Pro - tutela della maternità / paternità. Il dualismo del mercato del lavoro italiano negli ultimi vent'anni ha comportato per le donne un vero e proprio apartheid: quelle con contratto di lavoro subordinato avevano diritto a tutta una serie di garanzie in caso di maternità, che invece per le lavoratrici precarie e ancor di più per quelle autonome erano fantascienza. Gli ultimi interventi legislativi stanno cercando di sanare questa ingiustizia, allargando progressivamente le tutele. In questo senso, il Jobs Act prevede all'articolo 8 una modifica all'articolo 66 del decreto 151/2001, sancendo che l'indennità «viene erogata, indipendentemente dalla effettiva astensione dall’attività, dall'Inps a seguito di apposita domanda in carta libera, corredata da un certificato medico rilasciato dall'azienda sanitaria locale competente per territorio». Evitando dunque i tristi sotterfugi cui molte autonome hanno finora dovuto fare ricorso, fatturando successivamente i lavori svolti nei mesi appena successivi al parto per non incorrere in penalizzazioni.
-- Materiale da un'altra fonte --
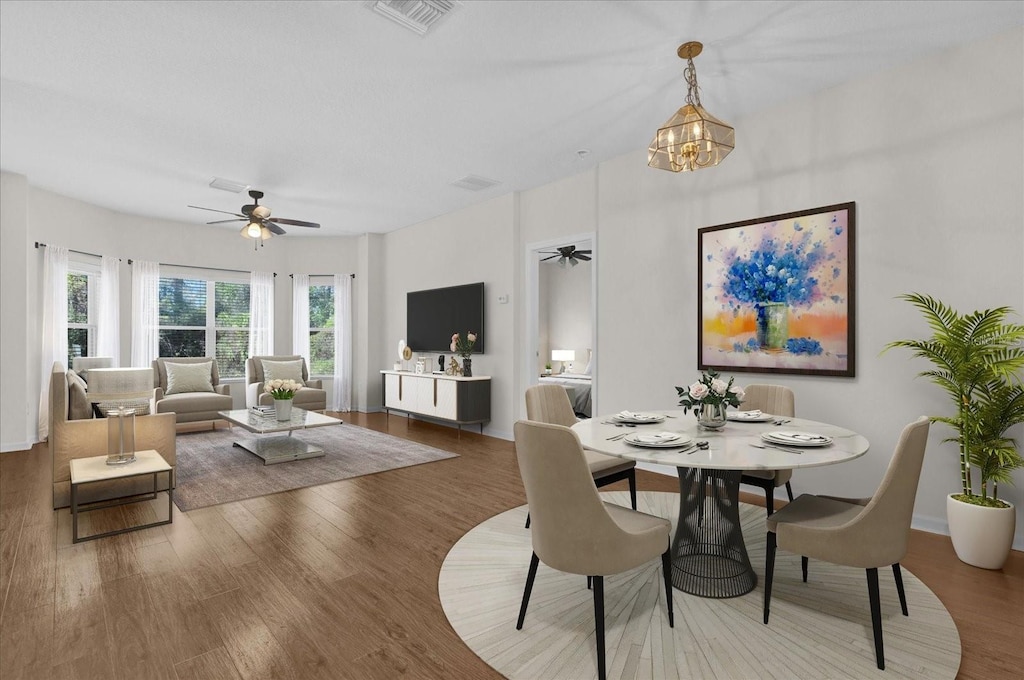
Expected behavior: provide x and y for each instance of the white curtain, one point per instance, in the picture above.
(300, 316)
(261, 313)
(144, 313)
(54, 326)
(109, 324)
(342, 342)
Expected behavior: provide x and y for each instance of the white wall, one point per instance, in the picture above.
(472, 245)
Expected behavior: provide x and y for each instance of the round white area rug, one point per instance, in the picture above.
(821, 629)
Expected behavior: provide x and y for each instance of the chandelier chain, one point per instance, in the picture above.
(692, 91)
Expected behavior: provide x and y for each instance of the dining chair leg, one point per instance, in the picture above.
(599, 623)
(898, 575)
(667, 571)
(872, 594)
(534, 561)
(769, 570)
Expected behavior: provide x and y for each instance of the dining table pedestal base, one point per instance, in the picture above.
(709, 556)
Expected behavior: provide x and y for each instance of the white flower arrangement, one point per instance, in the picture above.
(282, 389)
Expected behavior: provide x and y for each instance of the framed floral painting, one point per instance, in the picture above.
(777, 294)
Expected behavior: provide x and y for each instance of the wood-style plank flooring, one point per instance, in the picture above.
(338, 581)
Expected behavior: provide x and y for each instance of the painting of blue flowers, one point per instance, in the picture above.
(777, 293)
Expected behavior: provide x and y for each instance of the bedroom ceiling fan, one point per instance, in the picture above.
(567, 255)
(259, 224)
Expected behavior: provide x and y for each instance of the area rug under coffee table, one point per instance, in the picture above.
(210, 470)
(819, 629)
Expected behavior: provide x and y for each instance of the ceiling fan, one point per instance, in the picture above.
(259, 223)
(567, 255)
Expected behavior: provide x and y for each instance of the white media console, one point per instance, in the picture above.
(451, 398)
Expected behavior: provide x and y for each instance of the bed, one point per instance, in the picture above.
(578, 386)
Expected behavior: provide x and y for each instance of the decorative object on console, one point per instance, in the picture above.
(283, 392)
(464, 347)
(259, 226)
(777, 293)
(565, 356)
(120, 436)
(692, 138)
(710, 397)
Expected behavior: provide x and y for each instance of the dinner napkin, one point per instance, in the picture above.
(636, 416)
(656, 437)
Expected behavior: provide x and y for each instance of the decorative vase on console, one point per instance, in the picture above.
(283, 391)
(710, 397)
(464, 347)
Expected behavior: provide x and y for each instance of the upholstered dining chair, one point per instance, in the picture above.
(776, 400)
(550, 404)
(573, 530)
(860, 533)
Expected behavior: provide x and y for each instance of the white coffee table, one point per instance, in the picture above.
(88, 470)
(283, 448)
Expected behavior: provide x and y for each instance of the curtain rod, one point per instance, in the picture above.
(197, 266)
(40, 244)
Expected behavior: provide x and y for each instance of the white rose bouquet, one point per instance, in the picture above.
(282, 389)
(710, 389)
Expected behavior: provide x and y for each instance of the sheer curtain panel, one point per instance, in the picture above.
(54, 327)
(144, 312)
(261, 313)
(109, 324)
(300, 316)
(342, 342)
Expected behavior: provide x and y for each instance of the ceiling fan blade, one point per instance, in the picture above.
(223, 211)
(296, 222)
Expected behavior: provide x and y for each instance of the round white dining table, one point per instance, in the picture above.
(709, 555)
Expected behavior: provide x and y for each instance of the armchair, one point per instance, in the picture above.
(311, 396)
(193, 393)
(85, 437)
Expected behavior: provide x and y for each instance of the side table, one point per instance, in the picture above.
(89, 470)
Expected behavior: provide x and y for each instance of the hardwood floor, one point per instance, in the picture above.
(338, 581)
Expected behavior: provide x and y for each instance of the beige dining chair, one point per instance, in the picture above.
(573, 530)
(550, 404)
(776, 400)
(861, 533)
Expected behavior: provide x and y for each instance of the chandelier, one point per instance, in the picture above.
(692, 138)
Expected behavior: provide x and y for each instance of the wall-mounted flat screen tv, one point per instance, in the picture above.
(431, 317)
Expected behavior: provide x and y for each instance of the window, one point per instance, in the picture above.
(81, 314)
(321, 330)
(200, 317)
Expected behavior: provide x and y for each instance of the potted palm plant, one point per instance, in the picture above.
(977, 358)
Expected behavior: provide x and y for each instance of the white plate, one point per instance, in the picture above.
(749, 416)
(638, 418)
(791, 438)
(654, 441)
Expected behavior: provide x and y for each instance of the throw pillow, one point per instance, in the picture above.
(78, 400)
(183, 378)
(283, 371)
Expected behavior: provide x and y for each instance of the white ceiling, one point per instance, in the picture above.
(346, 119)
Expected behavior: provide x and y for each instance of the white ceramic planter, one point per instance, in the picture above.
(982, 537)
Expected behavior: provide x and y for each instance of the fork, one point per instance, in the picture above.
(768, 445)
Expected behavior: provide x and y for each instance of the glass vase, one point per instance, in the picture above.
(711, 416)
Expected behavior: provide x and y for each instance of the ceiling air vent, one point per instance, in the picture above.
(417, 15)
(228, 185)
(474, 182)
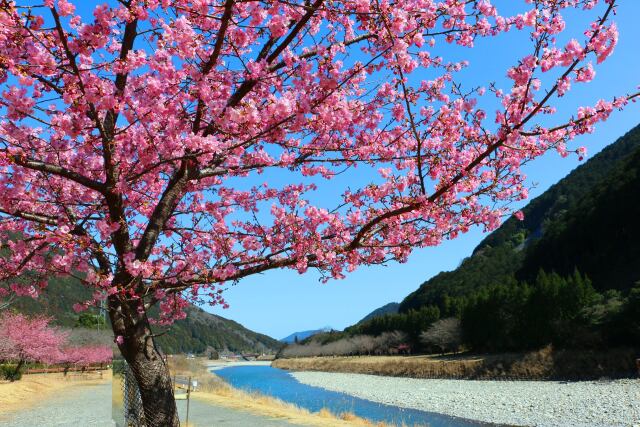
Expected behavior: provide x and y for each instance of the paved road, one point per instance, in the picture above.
(90, 406)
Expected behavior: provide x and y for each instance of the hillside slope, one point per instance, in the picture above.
(191, 335)
(584, 221)
(302, 335)
(390, 308)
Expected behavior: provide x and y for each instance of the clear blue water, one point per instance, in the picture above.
(280, 384)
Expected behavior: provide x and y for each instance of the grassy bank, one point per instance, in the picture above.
(213, 390)
(32, 389)
(538, 365)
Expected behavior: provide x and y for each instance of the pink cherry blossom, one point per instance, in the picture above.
(161, 151)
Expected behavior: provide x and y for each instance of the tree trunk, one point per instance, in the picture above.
(146, 363)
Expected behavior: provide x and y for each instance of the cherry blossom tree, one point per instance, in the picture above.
(29, 340)
(137, 144)
(24, 339)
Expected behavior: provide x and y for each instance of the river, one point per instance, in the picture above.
(280, 384)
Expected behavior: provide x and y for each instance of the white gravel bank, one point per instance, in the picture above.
(526, 403)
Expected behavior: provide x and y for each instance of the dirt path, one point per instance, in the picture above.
(84, 405)
(90, 406)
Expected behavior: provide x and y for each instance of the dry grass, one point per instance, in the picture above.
(32, 389)
(543, 364)
(213, 390)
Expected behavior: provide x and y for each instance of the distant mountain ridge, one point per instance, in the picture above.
(302, 335)
(199, 331)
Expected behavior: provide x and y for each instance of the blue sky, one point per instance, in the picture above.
(278, 303)
(281, 302)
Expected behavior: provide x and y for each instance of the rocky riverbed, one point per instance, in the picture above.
(524, 403)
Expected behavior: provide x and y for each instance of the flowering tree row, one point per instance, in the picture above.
(24, 339)
(160, 150)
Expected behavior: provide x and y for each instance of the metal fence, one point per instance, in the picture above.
(127, 408)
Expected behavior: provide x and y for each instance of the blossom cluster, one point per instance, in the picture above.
(134, 144)
(24, 339)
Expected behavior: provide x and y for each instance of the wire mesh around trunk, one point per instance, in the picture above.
(127, 410)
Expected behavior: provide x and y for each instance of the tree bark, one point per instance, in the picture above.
(146, 362)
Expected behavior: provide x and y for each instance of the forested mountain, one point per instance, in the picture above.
(303, 335)
(390, 308)
(191, 335)
(585, 221)
(568, 275)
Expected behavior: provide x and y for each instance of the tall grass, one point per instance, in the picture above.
(537, 365)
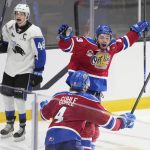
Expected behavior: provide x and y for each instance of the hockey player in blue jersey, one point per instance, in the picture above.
(25, 47)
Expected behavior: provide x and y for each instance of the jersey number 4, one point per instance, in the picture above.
(59, 116)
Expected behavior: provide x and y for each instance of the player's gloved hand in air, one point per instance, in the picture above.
(36, 78)
(140, 26)
(43, 104)
(127, 120)
(65, 32)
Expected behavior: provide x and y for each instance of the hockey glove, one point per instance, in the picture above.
(36, 78)
(140, 26)
(43, 104)
(65, 32)
(127, 120)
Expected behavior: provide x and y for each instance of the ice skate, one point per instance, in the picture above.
(7, 131)
(19, 135)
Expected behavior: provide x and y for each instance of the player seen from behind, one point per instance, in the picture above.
(25, 47)
(70, 111)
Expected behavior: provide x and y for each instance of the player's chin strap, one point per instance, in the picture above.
(99, 95)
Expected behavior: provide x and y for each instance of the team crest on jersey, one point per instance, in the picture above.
(100, 60)
(90, 53)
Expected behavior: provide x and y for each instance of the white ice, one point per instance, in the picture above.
(137, 138)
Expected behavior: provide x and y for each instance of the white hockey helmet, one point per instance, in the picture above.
(23, 8)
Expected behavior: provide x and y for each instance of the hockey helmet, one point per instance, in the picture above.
(23, 8)
(103, 29)
(80, 80)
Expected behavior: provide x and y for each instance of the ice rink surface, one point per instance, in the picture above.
(137, 138)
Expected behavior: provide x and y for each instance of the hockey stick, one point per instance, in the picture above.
(144, 39)
(3, 14)
(140, 94)
(7, 3)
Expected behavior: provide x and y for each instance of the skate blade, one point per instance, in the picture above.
(19, 138)
(7, 135)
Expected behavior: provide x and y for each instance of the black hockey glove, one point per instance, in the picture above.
(36, 78)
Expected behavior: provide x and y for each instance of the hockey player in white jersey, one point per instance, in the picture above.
(25, 47)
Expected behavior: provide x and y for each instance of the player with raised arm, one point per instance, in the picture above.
(95, 55)
(25, 47)
(69, 112)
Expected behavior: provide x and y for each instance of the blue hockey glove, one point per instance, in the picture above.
(127, 120)
(43, 104)
(65, 32)
(141, 26)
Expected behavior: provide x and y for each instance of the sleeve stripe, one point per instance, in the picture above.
(110, 123)
(70, 48)
(126, 42)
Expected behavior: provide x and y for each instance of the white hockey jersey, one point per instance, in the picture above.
(21, 60)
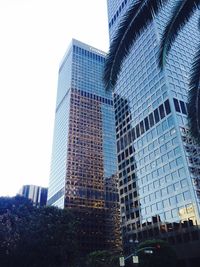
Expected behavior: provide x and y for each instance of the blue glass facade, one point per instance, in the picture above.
(158, 162)
(84, 161)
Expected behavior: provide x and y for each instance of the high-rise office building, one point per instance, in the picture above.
(35, 193)
(158, 162)
(84, 164)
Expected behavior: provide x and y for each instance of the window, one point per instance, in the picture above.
(176, 104)
(167, 107)
(156, 115)
(162, 112)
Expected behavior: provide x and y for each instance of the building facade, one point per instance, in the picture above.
(35, 193)
(84, 166)
(158, 162)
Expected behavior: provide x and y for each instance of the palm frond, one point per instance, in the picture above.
(136, 19)
(181, 14)
(194, 98)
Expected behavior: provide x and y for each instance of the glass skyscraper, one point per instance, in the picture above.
(84, 162)
(158, 162)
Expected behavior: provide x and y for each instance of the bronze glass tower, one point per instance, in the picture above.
(83, 172)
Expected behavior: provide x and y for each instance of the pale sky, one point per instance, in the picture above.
(34, 35)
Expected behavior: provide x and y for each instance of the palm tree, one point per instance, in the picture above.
(137, 18)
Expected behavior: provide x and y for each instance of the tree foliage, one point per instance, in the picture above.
(161, 254)
(102, 258)
(140, 14)
(34, 237)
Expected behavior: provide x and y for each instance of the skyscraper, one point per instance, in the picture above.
(158, 162)
(36, 193)
(83, 170)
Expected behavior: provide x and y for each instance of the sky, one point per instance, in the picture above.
(34, 36)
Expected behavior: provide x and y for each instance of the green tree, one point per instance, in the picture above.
(136, 19)
(156, 253)
(102, 258)
(34, 237)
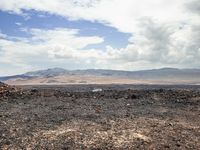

Inoltre, il congedo parentale viene esteso «alle lavoratrici o ai lavoratori autonomi» che siano diventati genitori «di bambini nati a decorrere dal 1° gennaio 2016»: a loro il Jobs Sct garantisce il «relativo trattamento economico e il trattamento previdenziale» per «periodo di 6 mesi entro i primi tre anni di vita del bambino».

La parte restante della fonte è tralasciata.